Trademarks pack a powerful punch for millions of brands around the world. Oftentimes, trademarks are seemingly simple designs that evoke strong connotations. They can be a simple letter, such as an “M” representing one of the most famous trademarks in the world, the golden arches of McDonald’s. They can be a simple mark, such as the Nike swoosh. They can be a simple word, such as the made-up word “Google” or a generic word such as “Apple” that translates to one of the biggest technological brands around the globe. While these trademarks are seemingly simple, they spark recognition and association with particular brands that make them potent and valuable. This is why companies sue when trademark designs are too similar.
Some of the most famous brands have had to fight companies that emulated logos as parodies. For instance, The North Face sued the owner of The South Butt apparel because it felt that the parody devalued The North Face brand and could cause confusion. In this case, The South Butt owner designed a logo with similarities to The North Face logo. The North Face logo uses 3 ridges, while The South Butt logo featured upside down ridges. Both used red squares and white lettering. The parties settled and The South Butt dissolved. In another parody case, Starbucks was prepared to battle Dumb Starbucks, which used a nearly identical logo, with the word “Dumb” added to it. However, the shop was a very short-lived venture and was a stunt for a comedian’s project. However, the comedian did not obtain permission from Starbucks to use the logo and likely could have faced a lawsuit.
Adidas has sued several shoe companies for offering designs that too closely resemble the Adidas three-stripe trademark. For instance, Adidas has sued Skechers, Puma, and Ecco over its three stripes. In another footwear case, Converse sued 31 companies in 2014 for selling shoes with similar rubber and black stripes as its Chuck Taylor sneakers.
Countless other trademark infringement cases have occurred over trademarks that too closely match another company’s. One of the most popular companies, Apple, has taken issue with numerous companies for logos that look like an Apple. Some of these companies include Woolworths, GreeNYC, Victoria School of Business and Technology, Poison Apple, and others. In many of these cases, the opponent relented and changed its logo to avoid confrontation with the giant technology company.

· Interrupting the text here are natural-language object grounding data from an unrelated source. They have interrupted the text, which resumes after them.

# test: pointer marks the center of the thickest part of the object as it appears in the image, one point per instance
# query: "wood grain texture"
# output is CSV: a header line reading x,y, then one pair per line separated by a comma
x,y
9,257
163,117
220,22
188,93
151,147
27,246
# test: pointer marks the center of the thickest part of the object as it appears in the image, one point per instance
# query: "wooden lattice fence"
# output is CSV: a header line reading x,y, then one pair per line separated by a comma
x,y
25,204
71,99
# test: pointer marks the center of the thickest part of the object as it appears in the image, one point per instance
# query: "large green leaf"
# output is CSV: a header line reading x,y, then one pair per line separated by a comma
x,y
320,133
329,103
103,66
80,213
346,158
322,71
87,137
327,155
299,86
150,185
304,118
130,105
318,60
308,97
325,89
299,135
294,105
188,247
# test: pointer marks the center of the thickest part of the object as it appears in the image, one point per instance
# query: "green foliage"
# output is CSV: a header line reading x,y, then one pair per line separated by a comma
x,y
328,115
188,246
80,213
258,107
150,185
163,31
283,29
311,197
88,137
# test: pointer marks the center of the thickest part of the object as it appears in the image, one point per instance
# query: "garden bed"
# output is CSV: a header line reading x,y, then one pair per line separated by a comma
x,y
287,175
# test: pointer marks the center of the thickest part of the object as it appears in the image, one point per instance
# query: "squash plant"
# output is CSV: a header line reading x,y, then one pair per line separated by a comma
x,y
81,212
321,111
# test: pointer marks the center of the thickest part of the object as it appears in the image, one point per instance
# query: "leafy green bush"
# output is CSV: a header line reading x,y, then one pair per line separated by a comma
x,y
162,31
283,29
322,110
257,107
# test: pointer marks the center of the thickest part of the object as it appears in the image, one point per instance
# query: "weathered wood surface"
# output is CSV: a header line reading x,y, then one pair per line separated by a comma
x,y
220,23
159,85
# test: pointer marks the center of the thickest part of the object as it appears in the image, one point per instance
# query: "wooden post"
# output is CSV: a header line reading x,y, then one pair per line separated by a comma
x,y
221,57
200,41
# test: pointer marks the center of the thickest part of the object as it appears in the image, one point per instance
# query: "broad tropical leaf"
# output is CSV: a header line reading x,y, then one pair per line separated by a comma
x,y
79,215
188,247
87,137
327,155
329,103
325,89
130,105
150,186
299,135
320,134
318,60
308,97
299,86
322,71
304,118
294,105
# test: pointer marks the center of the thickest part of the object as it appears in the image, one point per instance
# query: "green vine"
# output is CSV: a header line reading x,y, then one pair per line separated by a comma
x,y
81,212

However, it may be possible to have the same or similar trademarks within unrelated markets. For instance, the Infiniti moniker represents numerous products such as automobiles, HVAC systems, computer printers, hair supplies, and others. In such cases, the chance of consumer confusion is low or nonexistent. Consumers are not likely to confuse Nissan’s Infiniti trademark for automobiles with Conair’s Infiniti trademark for hair styling tools. It is also possible, but rare, to use the same trademark in the same market. Recently, two universities reached an agreement on the usage of the OSU trademark. Oklahoma State University and The Ohio State University can both use the OSU trademark under specific guidelines. Namely, the colleges can only use the colors of their respective college. Neither can disparage the other with phrases, and neither can use nicknames or mascots of the other in the use of the OSU trademark.
As you can see, trademarks are quite powerful and trademark owners will go to great lengths to protect them. However, it is also valid to have similar trademarks in unrelated markets. Yet, using a unique and new trademark creation may be easier and less likely to be challenged than using a trademark with similar traits to another, even if the markets are unrelated.